3.5* – Eun is a mess. Her career is her whole life but is it worth it? Five years ago, she left her father’s house yelling at him after he tried some intervention to stop her from being a lesbian. His sudden death brings Eun back to her hometown and highlights how lonely she really is. When she meets Morgan, the locksmith who took her father’s dog in (not that Eun even knew he had a dog), it’s lust at first sight.

I find instalust in books much more plausible than instalove. And the way Brenda Murphy exposes it makes total sense. How it turns into more too.

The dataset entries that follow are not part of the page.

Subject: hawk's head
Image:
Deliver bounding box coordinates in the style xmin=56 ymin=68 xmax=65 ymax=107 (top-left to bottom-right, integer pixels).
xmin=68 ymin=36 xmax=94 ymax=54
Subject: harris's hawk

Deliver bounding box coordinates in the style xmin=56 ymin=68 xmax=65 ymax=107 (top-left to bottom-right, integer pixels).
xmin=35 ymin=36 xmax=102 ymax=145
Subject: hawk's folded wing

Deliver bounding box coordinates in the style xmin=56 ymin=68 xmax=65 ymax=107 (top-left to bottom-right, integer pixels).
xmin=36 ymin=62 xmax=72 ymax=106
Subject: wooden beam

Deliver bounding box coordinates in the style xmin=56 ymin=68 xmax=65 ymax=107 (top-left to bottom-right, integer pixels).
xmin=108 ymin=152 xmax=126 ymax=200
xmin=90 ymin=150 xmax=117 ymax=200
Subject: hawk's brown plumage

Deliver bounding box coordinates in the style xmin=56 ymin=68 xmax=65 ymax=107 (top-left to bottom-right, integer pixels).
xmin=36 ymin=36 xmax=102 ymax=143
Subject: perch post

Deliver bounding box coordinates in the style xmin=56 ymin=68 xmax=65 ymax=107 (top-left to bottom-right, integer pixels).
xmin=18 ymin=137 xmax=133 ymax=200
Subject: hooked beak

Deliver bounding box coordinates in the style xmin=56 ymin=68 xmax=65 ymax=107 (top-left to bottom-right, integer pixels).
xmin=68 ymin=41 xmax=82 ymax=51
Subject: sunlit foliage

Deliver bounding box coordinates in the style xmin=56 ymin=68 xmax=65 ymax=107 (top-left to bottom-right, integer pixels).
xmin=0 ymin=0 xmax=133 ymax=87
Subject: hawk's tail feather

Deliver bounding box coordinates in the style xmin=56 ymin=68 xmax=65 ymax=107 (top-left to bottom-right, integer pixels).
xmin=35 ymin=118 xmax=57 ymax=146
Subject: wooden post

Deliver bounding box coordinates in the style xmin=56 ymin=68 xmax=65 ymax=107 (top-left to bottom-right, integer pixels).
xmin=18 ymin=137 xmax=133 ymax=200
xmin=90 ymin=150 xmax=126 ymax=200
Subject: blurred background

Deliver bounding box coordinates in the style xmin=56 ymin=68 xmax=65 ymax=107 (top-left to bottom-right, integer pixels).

Because she’s a mess, Eun is pretty frustrating. She’s always done what was expected of her (except the lesbian thing) so she’s not sure what she wants. Morgan is incredibly patient with the back and forth but she, too, has her own insecurities (how could a woman like Eun want a woman like Morgan?) so she screws up too. And that’s when I wanted to yell at the both of them. Talk, people! You can’t accuse the other of stonewalling instead of talking if you run away too. Ugh.
Fortunately, Brenda Murphy doesn’t write stupid people so the not-communicating didn’t last too long. They did have a lot of sex, and while I’m usually all for it, it felt a bit repetitive.
Lockset is the second book in the University Square series but can be read as a standalone. I may have liked it a little more than the first book, On the Square, and I recommend reading both.